Witnesses said the only sign that something was amiss was a drift of white smoke that snaked from an overhead pipe and set off a stampede of alarmed, orange-suited crews below.

“I believe God gave us a warning,” said Roy Hicks, a 36-year-old Lawndale carpenter who was working at the plant for a Mobil subcontractor when the 10-foot cloud of what smelled like car exhaust floated down around around his head.

Hicks said he was sprinting toward a fence outside the plant when the force of the blast smacked him to the ground. He was not seriously injured, but others were, including a man who was knocked off a 20-foot ladder by the shock waves, two men burned over 7% and 17% of their bodies, a fourth man who suffered third-degree burns on his face and two others who were taken directly to the burn unit at Torrance Memorial Medical Center.

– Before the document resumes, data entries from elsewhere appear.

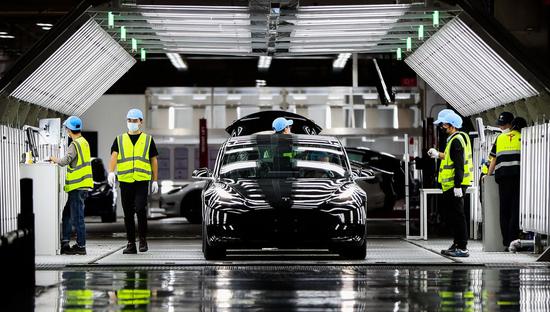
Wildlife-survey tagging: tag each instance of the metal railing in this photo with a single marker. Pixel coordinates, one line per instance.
(535, 180)
(12, 146)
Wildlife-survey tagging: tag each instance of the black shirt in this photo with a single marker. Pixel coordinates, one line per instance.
(457, 156)
(134, 137)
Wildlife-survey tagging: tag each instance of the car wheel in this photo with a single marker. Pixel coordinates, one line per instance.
(210, 252)
(355, 253)
(194, 212)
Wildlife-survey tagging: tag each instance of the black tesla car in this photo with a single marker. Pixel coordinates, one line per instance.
(283, 191)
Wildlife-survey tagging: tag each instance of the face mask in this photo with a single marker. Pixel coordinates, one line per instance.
(133, 126)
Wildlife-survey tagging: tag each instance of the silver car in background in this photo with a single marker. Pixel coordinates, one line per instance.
(183, 201)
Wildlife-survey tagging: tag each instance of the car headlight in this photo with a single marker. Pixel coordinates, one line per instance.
(223, 193)
(347, 193)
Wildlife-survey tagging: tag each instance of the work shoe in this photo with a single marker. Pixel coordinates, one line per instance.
(458, 253)
(452, 248)
(130, 248)
(143, 245)
(76, 250)
(65, 249)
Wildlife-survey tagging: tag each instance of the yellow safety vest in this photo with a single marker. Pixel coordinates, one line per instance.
(133, 162)
(80, 177)
(133, 296)
(468, 159)
(508, 154)
(447, 168)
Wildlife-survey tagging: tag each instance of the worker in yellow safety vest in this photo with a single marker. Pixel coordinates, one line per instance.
(78, 182)
(505, 165)
(134, 156)
(454, 176)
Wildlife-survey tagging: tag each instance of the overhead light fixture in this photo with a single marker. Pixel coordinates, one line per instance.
(200, 96)
(466, 71)
(370, 96)
(341, 60)
(77, 73)
(110, 20)
(264, 62)
(260, 83)
(122, 33)
(143, 55)
(335, 97)
(171, 117)
(266, 97)
(435, 19)
(299, 96)
(421, 32)
(233, 97)
(177, 61)
(165, 97)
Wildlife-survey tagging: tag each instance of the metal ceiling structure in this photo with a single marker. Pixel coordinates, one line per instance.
(260, 29)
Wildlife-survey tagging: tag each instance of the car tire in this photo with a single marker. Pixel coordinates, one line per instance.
(194, 214)
(354, 253)
(210, 252)
(109, 217)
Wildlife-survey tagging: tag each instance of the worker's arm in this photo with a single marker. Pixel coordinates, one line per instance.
(492, 166)
(457, 156)
(112, 163)
(155, 168)
(493, 155)
(71, 155)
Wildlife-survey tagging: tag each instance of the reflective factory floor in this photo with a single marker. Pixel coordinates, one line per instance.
(296, 288)
(397, 275)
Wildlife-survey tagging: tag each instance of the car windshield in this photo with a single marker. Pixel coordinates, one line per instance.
(283, 160)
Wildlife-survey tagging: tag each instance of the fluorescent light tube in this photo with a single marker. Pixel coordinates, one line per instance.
(264, 62)
(75, 75)
(177, 61)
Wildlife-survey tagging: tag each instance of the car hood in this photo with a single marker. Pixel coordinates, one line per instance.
(285, 193)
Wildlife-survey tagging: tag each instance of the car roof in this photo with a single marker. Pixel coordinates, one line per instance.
(297, 138)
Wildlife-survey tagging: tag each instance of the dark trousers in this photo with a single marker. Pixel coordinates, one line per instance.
(134, 201)
(508, 190)
(73, 216)
(453, 213)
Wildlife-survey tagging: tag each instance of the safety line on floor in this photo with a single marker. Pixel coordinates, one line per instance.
(105, 255)
(433, 251)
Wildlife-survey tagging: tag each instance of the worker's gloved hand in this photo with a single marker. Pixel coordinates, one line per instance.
(458, 192)
(154, 187)
(111, 179)
(433, 153)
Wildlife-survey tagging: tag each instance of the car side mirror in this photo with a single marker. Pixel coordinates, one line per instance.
(362, 175)
(202, 174)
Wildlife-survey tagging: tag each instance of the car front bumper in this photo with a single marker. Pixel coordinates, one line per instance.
(288, 228)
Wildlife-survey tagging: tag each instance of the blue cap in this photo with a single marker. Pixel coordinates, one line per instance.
(73, 123)
(279, 124)
(134, 113)
(442, 114)
(449, 117)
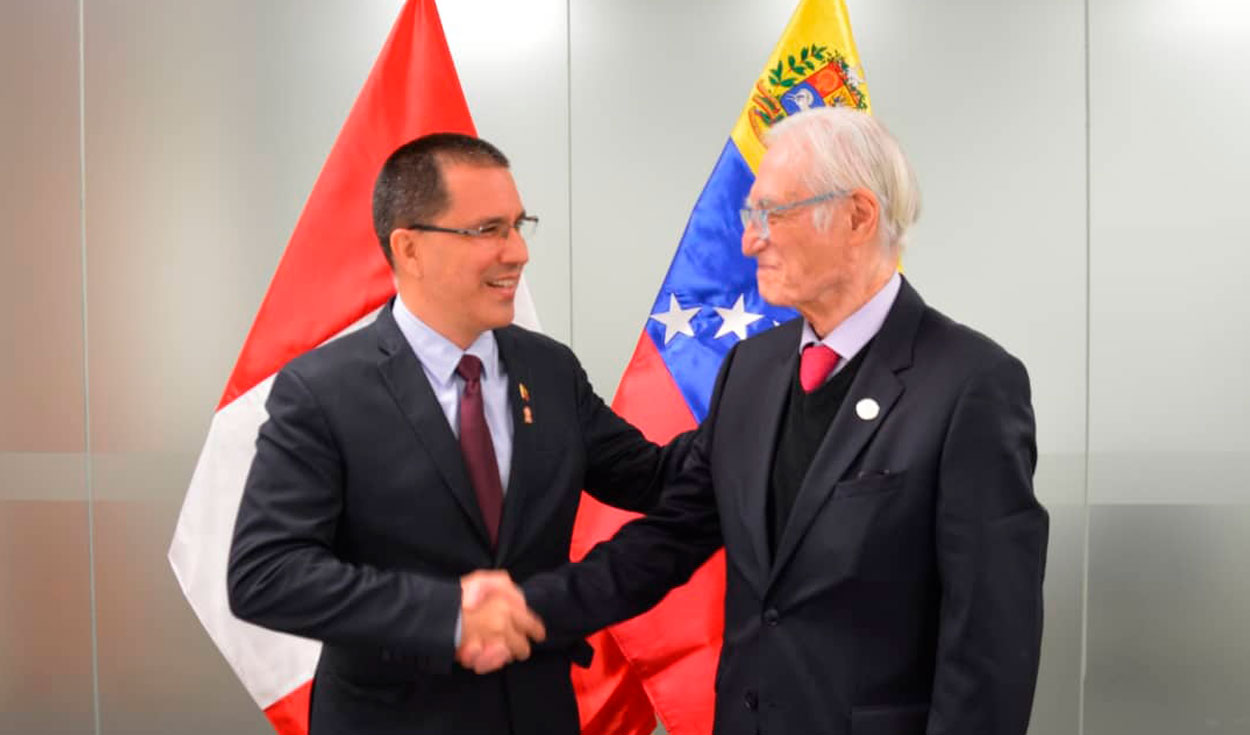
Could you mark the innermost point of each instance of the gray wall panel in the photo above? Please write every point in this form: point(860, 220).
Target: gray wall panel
point(45, 606)
point(40, 258)
point(1169, 310)
point(1168, 609)
point(45, 616)
point(206, 126)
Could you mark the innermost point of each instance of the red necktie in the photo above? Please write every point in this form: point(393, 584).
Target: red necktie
point(476, 446)
point(815, 364)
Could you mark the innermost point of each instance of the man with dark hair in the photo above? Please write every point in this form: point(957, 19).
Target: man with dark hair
point(433, 443)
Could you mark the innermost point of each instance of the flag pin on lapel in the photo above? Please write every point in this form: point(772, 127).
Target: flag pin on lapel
point(526, 414)
point(868, 409)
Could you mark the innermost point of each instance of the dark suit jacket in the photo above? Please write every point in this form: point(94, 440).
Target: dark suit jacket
point(358, 519)
point(905, 593)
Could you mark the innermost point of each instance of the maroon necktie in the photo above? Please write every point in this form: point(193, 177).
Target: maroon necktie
point(478, 450)
point(815, 364)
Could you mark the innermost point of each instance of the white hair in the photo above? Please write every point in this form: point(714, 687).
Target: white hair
point(848, 150)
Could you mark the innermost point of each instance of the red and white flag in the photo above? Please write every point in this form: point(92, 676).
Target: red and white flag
point(331, 279)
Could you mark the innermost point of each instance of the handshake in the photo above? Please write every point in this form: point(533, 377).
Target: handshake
point(495, 624)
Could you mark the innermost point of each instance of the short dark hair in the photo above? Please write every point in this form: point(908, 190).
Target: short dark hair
point(410, 186)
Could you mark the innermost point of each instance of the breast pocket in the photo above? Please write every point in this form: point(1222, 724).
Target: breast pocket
point(869, 484)
point(890, 720)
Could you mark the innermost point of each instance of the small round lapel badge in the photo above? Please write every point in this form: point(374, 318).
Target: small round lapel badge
point(868, 409)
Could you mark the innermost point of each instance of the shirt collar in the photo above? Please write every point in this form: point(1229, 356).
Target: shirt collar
point(440, 355)
point(849, 338)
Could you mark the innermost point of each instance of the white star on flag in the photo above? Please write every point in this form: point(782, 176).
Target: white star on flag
point(736, 319)
point(676, 320)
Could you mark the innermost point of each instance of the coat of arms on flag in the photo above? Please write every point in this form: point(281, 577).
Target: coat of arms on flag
point(706, 303)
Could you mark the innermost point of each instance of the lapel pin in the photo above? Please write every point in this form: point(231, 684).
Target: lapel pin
point(868, 409)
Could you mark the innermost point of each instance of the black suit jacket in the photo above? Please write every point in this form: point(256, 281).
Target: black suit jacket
point(905, 593)
point(358, 519)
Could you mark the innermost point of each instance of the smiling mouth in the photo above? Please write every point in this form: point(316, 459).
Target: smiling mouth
point(506, 283)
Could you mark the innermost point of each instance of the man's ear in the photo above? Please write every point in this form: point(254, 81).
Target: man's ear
point(405, 253)
point(865, 215)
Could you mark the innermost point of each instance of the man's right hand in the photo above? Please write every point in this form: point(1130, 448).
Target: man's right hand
point(495, 624)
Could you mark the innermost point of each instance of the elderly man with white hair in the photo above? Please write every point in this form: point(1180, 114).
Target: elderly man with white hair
point(868, 469)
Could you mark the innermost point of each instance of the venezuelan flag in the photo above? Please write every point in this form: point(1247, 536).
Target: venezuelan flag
point(706, 303)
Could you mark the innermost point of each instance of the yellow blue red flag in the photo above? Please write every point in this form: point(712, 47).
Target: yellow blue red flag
point(708, 301)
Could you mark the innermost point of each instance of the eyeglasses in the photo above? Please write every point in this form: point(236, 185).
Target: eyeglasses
point(524, 226)
point(760, 216)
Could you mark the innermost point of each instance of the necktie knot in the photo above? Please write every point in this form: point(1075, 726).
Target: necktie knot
point(469, 368)
point(815, 364)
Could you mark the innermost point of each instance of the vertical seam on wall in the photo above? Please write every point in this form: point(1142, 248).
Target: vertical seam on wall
point(1089, 341)
point(568, 81)
point(86, 374)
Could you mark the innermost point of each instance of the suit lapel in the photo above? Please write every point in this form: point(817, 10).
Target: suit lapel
point(889, 353)
point(405, 379)
point(764, 420)
point(526, 455)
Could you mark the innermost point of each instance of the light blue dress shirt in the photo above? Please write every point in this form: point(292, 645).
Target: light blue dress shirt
point(439, 358)
point(849, 338)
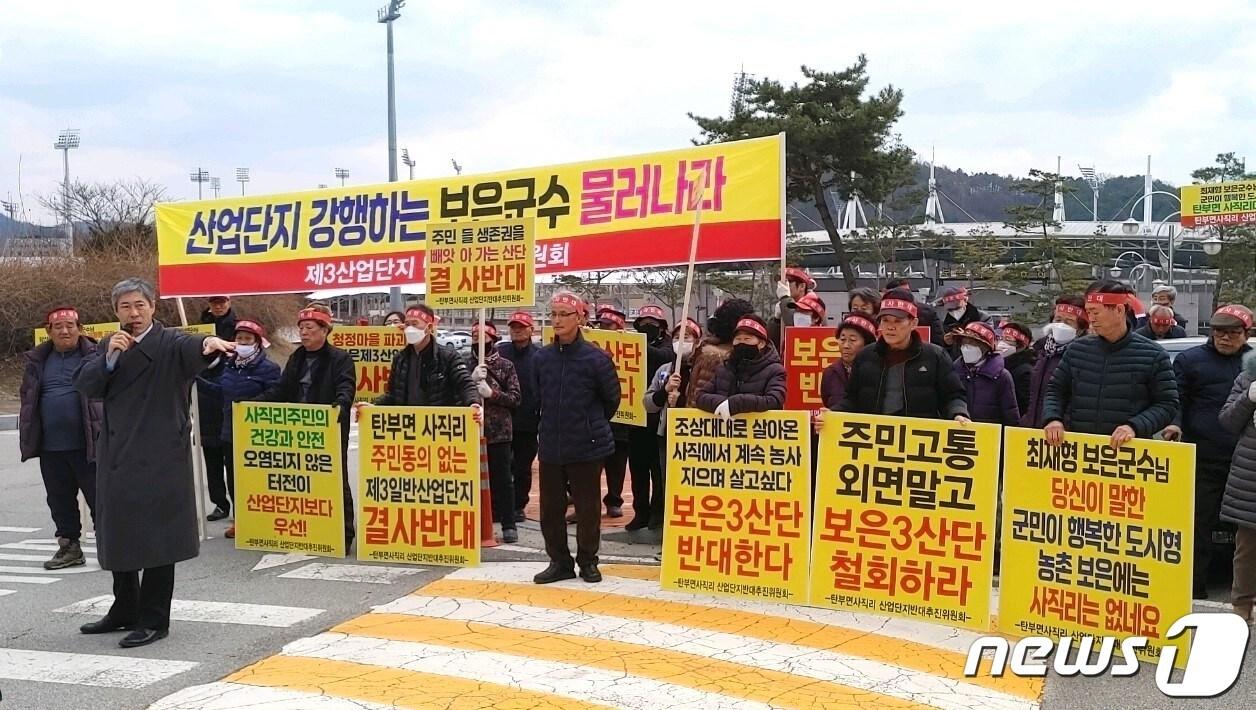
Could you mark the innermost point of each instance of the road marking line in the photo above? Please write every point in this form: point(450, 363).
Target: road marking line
point(87, 669)
point(232, 695)
point(210, 612)
point(578, 680)
point(15, 579)
point(833, 665)
point(946, 637)
point(366, 573)
point(395, 688)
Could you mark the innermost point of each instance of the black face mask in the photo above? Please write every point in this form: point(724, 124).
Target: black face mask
point(744, 352)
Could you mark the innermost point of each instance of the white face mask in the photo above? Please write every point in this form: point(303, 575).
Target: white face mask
point(1061, 332)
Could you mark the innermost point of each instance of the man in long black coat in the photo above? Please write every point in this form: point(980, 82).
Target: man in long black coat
point(146, 494)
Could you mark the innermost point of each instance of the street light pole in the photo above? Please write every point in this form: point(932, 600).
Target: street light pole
point(387, 16)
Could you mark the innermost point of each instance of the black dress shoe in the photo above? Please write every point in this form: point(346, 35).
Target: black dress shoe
point(554, 573)
point(143, 637)
point(106, 626)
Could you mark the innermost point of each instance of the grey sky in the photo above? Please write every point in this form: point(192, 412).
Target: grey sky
point(294, 89)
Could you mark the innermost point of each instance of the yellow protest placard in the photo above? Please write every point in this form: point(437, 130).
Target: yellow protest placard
point(418, 483)
point(737, 505)
point(372, 348)
point(904, 518)
point(1097, 540)
point(101, 331)
point(477, 264)
point(1218, 204)
point(606, 214)
point(289, 491)
point(628, 352)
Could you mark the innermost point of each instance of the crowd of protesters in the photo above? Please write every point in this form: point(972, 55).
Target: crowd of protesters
point(1095, 368)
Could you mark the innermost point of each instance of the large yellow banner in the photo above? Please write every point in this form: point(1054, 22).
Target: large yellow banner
point(627, 349)
point(737, 505)
point(418, 483)
point(1220, 204)
point(617, 213)
point(1097, 540)
point(289, 491)
point(372, 348)
point(101, 331)
point(904, 518)
point(481, 264)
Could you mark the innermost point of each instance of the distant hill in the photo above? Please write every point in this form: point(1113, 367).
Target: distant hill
point(984, 196)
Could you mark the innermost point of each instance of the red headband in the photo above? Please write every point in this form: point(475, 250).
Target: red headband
point(63, 314)
point(1237, 313)
point(1068, 309)
point(569, 300)
point(1108, 298)
point(310, 314)
point(897, 304)
point(752, 326)
point(422, 316)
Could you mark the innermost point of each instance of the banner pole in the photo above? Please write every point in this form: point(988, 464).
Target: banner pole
point(197, 447)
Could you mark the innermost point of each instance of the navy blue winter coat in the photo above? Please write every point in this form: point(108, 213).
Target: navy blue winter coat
point(578, 393)
point(1205, 378)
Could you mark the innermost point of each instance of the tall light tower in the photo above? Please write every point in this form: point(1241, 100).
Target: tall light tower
point(387, 15)
point(408, 161)
point(67, 141)
point(200, 177)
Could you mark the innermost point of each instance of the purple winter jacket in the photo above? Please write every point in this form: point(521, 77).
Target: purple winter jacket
point(991, 391)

By nightfall, hospitals in the area of the plant, near 190th Street and Crenshaw Boulevard, had reported treating at least 17 people for minor to moderate burns and smoke inhalation.

However, Mobil officials, who were keeping their own tally, said a total of 20 workers were treated at the four hospitals--Little Company of Mary, Torrance Memorial, Harbor-UCLA Medical Center and Memorial Hospital of Gardena. Only one of the injured was identified as a Mobil employee, company officials said; the rest are believed to have been contract workers.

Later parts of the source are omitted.